How to run HDFS cluster without DNS

I’m building a local HDFS dev environment (actually hadoop + mesos + zk + kafka) to ease development of Spark jobs and facilitate local integrated testing.
All other components are working fine but I’m having issues with HDFS. When the Data Node tries to connect to the name node, I get a DisallowedDataNodeException:

org.apache.hadoop.hdfs.server.protocol.DisallowedDatanodeException: Datanode denied communication with namenode

Most questions related to the same issue boil down to name resolution of the data node at the name node either static through the etc/hosts files or using dns. Static resolution is not an option with docker, as I don’t know the data nodes when the name node container is created. I would like to avoid creating and maintaining an additional DNS service. Ideally, I would like to wire everything using the --link feature of docker.

  • Bind physical NICs to containers for docker
  • Does a docker container have its own TCP/IP stack?
  • CircleCI './docker-compose.yml' service 'version' doesn't have any configuration options
  • Login docker container get return info:cannot set user id: Resource temporarily unavailable
  • MySQL container: grant access and create a new image
  • Amazon S3 + Docker - “403 Forbidden: The difference between the request time and the current time is too large”
  • Is there a way to configure HDFS in such a way that it only uses IP addresses to work?

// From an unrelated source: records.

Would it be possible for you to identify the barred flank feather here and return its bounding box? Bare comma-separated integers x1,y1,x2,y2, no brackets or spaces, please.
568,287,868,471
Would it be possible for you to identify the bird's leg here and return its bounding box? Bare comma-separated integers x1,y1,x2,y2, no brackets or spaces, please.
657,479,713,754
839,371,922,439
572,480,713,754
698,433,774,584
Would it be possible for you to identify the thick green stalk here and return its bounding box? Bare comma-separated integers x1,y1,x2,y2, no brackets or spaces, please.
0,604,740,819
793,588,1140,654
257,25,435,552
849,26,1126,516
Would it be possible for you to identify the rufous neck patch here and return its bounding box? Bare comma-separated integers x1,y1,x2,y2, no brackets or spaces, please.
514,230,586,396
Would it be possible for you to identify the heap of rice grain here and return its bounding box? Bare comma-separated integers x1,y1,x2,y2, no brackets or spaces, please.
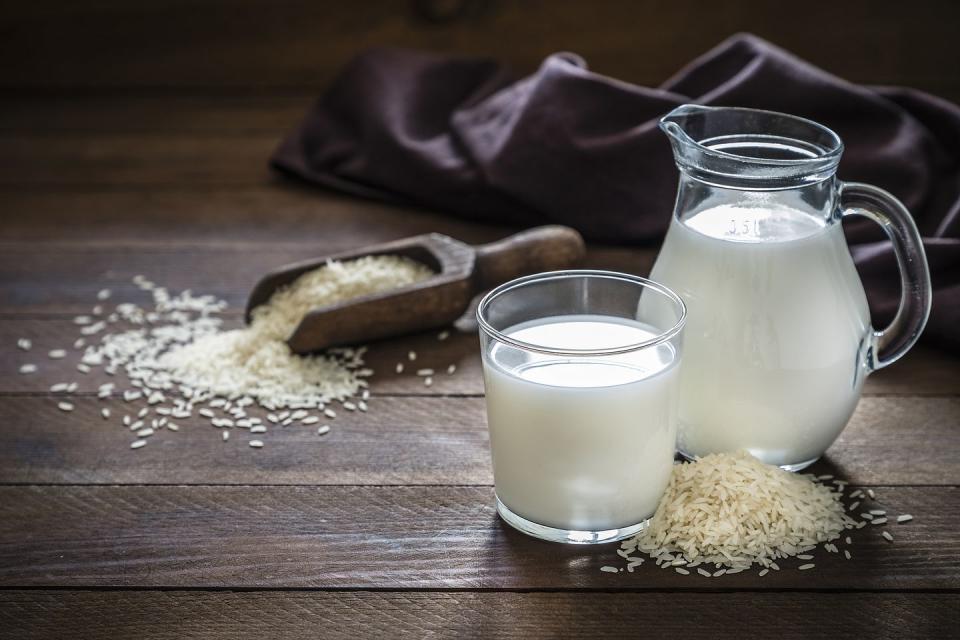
620,451,858,573
24,255,433,449
157,256,433,409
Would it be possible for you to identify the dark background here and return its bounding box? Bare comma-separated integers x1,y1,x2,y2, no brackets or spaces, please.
0,0,960,101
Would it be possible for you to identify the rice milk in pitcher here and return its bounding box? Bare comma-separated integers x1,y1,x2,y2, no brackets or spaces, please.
641,105,931,471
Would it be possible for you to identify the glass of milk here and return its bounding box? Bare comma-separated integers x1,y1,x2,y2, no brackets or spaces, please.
650,105,931,471
477,271,686,544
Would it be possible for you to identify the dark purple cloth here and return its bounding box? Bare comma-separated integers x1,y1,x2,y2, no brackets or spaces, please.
271,35,960,353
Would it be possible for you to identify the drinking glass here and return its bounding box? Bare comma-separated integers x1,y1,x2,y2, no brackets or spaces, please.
477,270,686,543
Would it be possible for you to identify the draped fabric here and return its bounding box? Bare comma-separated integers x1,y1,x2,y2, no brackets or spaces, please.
271,34,960,353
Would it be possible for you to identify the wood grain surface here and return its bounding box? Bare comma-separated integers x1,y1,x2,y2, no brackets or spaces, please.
0,485,960,591
0,0,960,639
0,590,960,640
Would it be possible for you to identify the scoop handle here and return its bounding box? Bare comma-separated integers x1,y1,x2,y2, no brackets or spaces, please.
474,225,586,291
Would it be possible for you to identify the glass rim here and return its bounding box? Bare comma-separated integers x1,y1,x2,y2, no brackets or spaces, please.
477,269,687,356
659,104,844,167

    I found this property and set to false, but it didn’t do the trick:

    dfs.namenode.datanode.registration.ip-hostname-check (default: true)

    Is there a way to have a multi-node local HDFS cluster working only using IP addresses and without using DNS?

  • Is it possible to install a complex server inside a Docker container?
  • Docker /dev/mapper permission
  • ERROR: repository hyperledger/fabric-tools not found: does not exist or no pull access
  • mount /var/log in docker-compose
  • docker-compose creates file owned by root
  • Rebuild Docker container on file changes
  • One Solution collect form web for “How to run HDFS cluster without DNS”

    I would look at reconfiguring your Docker image to use a different hosts file [1]. In particular:

    1. In the Dockerfile(s), do the switch-a-roo [1]
    2. Bring up the master node
    3. Bring up the data nodes, linked
    4. Before starting the datanode, copy over the /etc/hosts to the new location, /tmp/hosts
    5. Append the master node’s name and master node ip to the new hosts file

    Hope this works for you!

    [1] https://github.com/dotcloud/docker/issues/2267#issuecomment-40364340

    Docker will be the best open platform for developers and sysadmins to build, ship, and run distributed applications.